When designing any graph showing categorical data, be thoughtful about how your categories are ordered.  If there is a natural ordering to your categories, it may make sense to leverage that.  Otherwise, think about what ordering of your data will make the most sense.

Stacked horizontal bar chart: Stacked horizontal bar charts can be used to show the totals across different categories, and they can be structured to show either absolute values or sum to 100%.  They can be used to visualize portions of a whole on a scale from negative to positive.

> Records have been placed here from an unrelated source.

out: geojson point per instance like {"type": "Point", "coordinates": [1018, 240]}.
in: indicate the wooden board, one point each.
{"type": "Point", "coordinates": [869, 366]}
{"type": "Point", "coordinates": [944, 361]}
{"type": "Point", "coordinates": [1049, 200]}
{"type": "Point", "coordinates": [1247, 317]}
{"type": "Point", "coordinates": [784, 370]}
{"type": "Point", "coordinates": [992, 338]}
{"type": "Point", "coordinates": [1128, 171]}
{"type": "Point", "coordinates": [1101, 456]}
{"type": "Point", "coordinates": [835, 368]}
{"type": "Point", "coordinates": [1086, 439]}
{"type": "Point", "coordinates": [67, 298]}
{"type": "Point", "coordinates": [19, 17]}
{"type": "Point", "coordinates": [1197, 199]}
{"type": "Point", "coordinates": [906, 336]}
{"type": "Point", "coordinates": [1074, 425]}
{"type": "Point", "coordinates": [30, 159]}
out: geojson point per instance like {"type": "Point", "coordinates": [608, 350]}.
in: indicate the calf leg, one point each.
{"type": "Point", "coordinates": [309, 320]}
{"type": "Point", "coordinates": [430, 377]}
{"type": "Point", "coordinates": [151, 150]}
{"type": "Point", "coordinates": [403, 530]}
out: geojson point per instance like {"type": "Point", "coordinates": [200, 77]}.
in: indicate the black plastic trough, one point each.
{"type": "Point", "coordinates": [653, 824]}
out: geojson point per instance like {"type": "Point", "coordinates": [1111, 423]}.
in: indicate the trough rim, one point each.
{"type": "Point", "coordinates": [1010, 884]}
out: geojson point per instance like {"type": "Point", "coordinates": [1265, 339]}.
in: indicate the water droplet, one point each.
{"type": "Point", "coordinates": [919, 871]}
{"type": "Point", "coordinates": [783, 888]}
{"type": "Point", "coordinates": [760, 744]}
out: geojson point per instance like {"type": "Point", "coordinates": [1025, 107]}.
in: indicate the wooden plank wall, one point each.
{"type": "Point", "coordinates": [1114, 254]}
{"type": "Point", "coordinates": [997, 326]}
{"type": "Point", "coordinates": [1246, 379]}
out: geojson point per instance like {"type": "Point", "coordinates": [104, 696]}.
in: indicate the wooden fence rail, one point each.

Area graphs: Area graphs are difficult to read, so I avoid them unless I need to show numbers of vastly different magnitudes.  The second dimension you get using a square for this allows you to do this in a more compact way than possible with a single dimension.

Avoid use Pie charts and 3D: Pie charts are difficult for people to read.  They are best replaced with a horizontal bar chart, which is easy to understand and interpret.

The only exception to the rule of never using 3D is when you are plotting a third dimension.  Do not use 3D to plot a single dimension.  It introduces unnecessary chart elements and graphs strange things when plotting values in 3D.

Avoid secondary y-axis: When you're faced with a secondary y-axis problem, consider which alternative shown in Figure 2.  27 will better meet your needs.  Alternative 1, where each data point is labeled explicitly, puts more attention on the specific numbers.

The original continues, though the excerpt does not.